Sekitar 1.000 jamaah mendatangi tanah lapang di belakang stasiun kereta api Kramat, 17 Januari 1934 pagi. Sebagian besar membawa koran Pemandangan. Pada 16 Januari 1934, koran itu memuat pengumuman pelaksanaan Shalat Idul Fitri di tanah lapang itu yang akan diadakan pada 17 Januari 1934.
Koran Pemandangan yang mereka bawa ke tanah lapang pagi itu tentu saja bukan untuk dibaca, melainkan untuk alas shalat. Istilah shalat saat itu tentu belum akrab. Sebutannya adalah sembahyang. Sembahayang Lebaran atau Sembahyang Aidilfitri.
Pemandangan edisi 19 Januari 1934 menulis:
Oentoek peringkaskan tempat sembahjang, soeat kabar “Pemandangan” telah mendjadi pertolongan. Sebagian besar mereka jang hendak sembahjang disitoe membawa soerat kabar ini oentoek ganti tikar sembahjang.

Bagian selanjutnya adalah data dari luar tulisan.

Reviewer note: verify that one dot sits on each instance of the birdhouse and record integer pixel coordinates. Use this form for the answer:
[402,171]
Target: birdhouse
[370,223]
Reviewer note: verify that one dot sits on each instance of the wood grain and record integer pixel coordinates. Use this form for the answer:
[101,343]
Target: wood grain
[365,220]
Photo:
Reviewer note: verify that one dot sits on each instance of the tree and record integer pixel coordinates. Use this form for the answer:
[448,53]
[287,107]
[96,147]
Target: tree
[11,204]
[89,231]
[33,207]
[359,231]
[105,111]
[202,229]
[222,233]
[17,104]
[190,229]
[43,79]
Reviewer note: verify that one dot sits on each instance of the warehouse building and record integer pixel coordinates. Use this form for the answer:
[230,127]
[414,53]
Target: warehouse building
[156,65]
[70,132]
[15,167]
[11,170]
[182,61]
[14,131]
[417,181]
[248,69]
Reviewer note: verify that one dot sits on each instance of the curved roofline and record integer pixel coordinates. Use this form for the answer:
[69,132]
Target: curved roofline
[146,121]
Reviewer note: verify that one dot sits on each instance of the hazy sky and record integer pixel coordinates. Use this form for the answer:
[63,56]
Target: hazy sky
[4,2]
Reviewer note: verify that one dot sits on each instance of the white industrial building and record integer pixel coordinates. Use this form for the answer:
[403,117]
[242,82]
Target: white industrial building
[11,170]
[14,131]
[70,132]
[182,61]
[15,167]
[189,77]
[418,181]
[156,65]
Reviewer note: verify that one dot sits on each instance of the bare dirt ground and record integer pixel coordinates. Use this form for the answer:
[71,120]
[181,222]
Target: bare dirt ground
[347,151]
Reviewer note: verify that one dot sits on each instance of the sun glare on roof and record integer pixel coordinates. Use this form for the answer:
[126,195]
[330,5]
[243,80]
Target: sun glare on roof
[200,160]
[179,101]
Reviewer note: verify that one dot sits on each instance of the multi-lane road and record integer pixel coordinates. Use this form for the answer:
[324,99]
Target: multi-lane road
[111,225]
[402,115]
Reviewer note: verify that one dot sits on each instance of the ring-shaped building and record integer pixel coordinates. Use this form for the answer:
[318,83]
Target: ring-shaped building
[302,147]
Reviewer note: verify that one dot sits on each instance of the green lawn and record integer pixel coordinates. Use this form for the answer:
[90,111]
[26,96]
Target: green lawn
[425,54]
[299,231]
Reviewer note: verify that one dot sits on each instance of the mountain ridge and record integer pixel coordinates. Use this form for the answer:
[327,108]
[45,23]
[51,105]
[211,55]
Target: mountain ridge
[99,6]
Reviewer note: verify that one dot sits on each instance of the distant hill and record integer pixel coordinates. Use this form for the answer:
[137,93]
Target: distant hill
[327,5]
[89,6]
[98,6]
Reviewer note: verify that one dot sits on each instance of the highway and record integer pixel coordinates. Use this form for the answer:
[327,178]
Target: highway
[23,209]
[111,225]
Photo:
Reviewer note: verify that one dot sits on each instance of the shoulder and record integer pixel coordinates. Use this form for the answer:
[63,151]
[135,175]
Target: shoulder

Ini adalah kali pertama shalat Id di tanah lapang diadakan di Batavia oleh Muhammadiyah, setelah berkali-kali pengajuan izin tiap tahunnya ditolak pemerintah. Di Yogyakarta, Shalat Id di tanah lapang telah dilakukan Muhammadiya sejak 1927. Koran De Locomotief edisi 5 Januari 1935 menurunkan catatan dr GF Pijper yang mencatat Shalat Id pada 1927 itu diikuti oleh sekitar 10 ribu jamaah. Tapi saat itu, jamaah perempuan belum ikut shalat di tanah lapang ini. Saat itu, Muslimah Muhammadiyah telah memiliki masjid khusus perempuan. Di tanah lapang Kramat, jamaah perempuan ikut Shalat Id.
Haji Ghozali tampil sebagai imam Sembahyang Lebaran di tanah lapang Kramat itu, yang dikenal pula Lapangan Kepanduan Bangsa Indonesia. Zaini Djambek bertindak sebagai khatib. Zaini Djambek berkhutbah di depan pengeras suara, sehingga suaranya bisa didengar oleh seluruh jamaah.